When Gere kicks Gossett, he drops, holding his ribs and looking a bit scared. It ends soon after that, with Gossett kicking him in the "privates."
-- Music in movies. I'm a huge music lover. And nothing is more enjoyable than when a movie gets it right. Pulp Fiction comes to mind. I'm hearing Dick Dale, Ricky Nelson, Link Wray, and the songs all fit perfectly in the scenes they're used. What I hate? Any motorcycle scene that uses "Born to be Wild"? I mean, really? I give a pass to any Disney movies that are trying to be cute.
In (500) Days of Summer...they play the Hall & Oates song "You Make My Dreams", one of their worst songs. But what makes it bad that they used it here, is that it was used so nicely in Step Brothers, when the two characters that hate each other, finally bond. Once a song is used well in another movie, that's it. So, Lust for Life was Trainspotting. Born to Be Wild was Easy Rider. Yet, so many films that come out want to use those same tunes (and on another music pet peeve: characters that like obscure indie bands, so we think they're cool; they just come off as idiotic and snobby. Besides, nothing looked hotter and hipper than seeing Eva Mendez in Hitch, wearing a Beatles shirt underneath a blazer).

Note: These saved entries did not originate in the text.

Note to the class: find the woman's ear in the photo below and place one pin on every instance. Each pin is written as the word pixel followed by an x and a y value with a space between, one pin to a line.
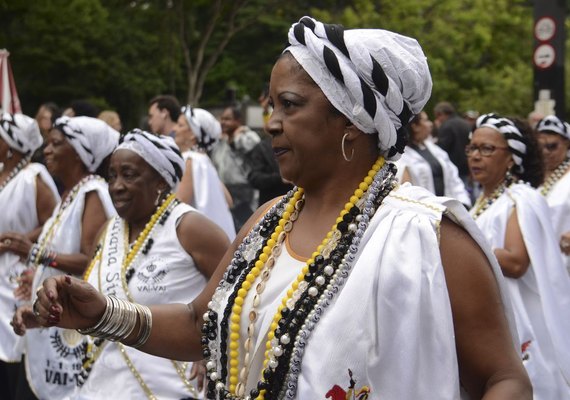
pixel 351 131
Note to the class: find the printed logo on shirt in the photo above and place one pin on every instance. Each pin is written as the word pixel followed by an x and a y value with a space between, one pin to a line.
pixel 351 393
pixel 68 345
pixel 150 278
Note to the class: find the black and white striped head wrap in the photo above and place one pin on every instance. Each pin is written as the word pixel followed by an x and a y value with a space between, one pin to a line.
pixel 160 152
pixel 91 138
pixel 514 137
pixel 204 125
pixel 378 79
pixel 20 132
pixel 554 124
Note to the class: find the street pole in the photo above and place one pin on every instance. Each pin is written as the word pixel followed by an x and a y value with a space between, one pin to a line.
pixel 548 56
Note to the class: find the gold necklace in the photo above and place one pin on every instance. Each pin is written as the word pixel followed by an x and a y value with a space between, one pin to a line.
pixel 237 385
pixel 554 177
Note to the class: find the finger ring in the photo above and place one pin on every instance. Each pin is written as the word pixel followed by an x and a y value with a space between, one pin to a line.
pixel 35 309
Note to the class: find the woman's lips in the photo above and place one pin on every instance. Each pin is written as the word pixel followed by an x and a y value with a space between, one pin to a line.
pixel 277 151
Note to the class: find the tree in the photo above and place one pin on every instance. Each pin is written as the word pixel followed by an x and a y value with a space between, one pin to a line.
pixel 479 53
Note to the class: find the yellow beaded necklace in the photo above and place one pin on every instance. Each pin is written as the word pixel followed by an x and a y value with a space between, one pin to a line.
pixel 237 387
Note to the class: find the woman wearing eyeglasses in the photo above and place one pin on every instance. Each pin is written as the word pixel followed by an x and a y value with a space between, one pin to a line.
pixel 554 139
pixel 504 158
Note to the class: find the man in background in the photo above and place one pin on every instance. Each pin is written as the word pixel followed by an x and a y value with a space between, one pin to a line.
pixel 163 113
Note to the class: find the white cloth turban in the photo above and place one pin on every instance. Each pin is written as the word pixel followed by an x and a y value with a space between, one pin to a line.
pixel 555 125
pixel 204 125
pixel 91 138
pixel 510 132
pixel 160 152
pixel 378 79
pixel 20 132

-- Cars exploding when they crash.
Now, this one doesn't really bother me all that much. I understand why they want to do it. I just find it so much more powerful and realistic, when they sometimes don't. For example, I rented Vanilla Sky the other day (an underrated film). Cameron Diaz drives her car over a bridge, with Tom Cruise in the passenger seat. They land, hitting a wall at 80 miles per hour. No explosion. Just the sounds of shattering glass and bending metal. Followed by some silence, and a scene of nearby people running over to help. It worked so much better than an explosion. Although, now that I type that, I realize an explosion wouldn't work, as characters in that scene weren't supposed to die. But still...

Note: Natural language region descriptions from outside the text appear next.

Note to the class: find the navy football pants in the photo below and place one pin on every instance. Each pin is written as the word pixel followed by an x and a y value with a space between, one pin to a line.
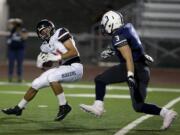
pixel 118 74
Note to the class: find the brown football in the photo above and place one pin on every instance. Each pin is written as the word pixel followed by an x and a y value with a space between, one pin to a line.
pixel 48 64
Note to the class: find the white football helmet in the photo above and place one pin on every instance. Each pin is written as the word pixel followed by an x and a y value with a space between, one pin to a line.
pixel 111 20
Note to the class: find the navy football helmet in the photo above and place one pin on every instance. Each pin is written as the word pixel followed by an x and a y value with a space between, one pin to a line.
pixel 45 29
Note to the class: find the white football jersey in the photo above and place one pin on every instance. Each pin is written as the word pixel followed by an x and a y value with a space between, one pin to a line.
pixel 55 44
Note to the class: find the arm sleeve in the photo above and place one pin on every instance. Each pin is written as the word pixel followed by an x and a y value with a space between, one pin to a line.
pixel 64 35
pixel 119 41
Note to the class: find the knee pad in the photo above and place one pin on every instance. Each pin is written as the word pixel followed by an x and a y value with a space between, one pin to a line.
pixel 52 78
pixel 36 84
pixel 138 107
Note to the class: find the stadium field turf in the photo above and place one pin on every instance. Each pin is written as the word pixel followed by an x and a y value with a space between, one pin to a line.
pixel 37 118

-- Bad special effects. The reason this bothers me is...as a kid, I remember watching Clash of the Titans on HBO. My older brother loved it. And I couldn't help thinking how lame the big cyclopse looked coming out of the water. And the person that made that was considered a special effects wiz.
Yet, I'll see a commercial for something like "I, Robot" with Will Smith, and a thousand robots are chasing him. That should be scary, but the problem is, they look fake. Why? Years earlier in Terminator, robots are chasing people and they looked real. And you were on the edge of your seat, when one changed forms.

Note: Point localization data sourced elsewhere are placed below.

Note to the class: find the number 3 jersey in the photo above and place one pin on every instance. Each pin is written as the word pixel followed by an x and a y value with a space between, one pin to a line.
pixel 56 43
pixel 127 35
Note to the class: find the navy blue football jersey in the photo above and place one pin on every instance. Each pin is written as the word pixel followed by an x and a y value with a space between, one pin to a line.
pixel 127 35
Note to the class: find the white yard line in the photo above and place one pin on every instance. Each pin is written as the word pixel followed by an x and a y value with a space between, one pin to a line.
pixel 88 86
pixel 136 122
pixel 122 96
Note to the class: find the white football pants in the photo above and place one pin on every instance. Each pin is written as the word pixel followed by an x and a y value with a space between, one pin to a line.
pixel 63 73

Even these big blockbuster, comic book movies like Spiderman. You'll be enjoying most of the special effects, and having a great time. It reminds you of being at the popcorn movies you loved as a kid. Then, the character will swing from a web off a skyscrapper, and it looks fake. Couldn't they just edit that one swing out of there if it was hard to create? I read in the paper a stuntman died during the filming. If that happens, there better be some bad-ass looking stuff on screen!
-- Background people. Now, in the scheme of things, this is a relatively small complaint. I only notice background characters because I see so many movies in the theatre, that if I'm with a group that rents movies I've already seen...I glance at things I may not have noticed the first time around.
And in every restaurant, the people behind the main characters, are having what looks like the most interesting conversation. They're animated, with eyebrows up, lots of laughter, hand gestures...it's almost distracting. Why can't the director say, "Listen...when you're at Applebee's, you probably don't even talk to your spouse. So just keep it light. One of you pretend to talk, the other pretend to listen. Enough with all the crazy gestures." They joke about extras trying to do things to get noticed in the very overrated show "Extras" (with the very talented Ricky Gervais).
I understand if they're doing a scene where they run through the streets of New York, you can't do anything about all the people on the sidewalk looking over. And that usually doesn't matter, because if someone is running from the police, a lot of people would be watching.
I'm curious to hear what other peoples pet peeves are regarding to things they see in movies.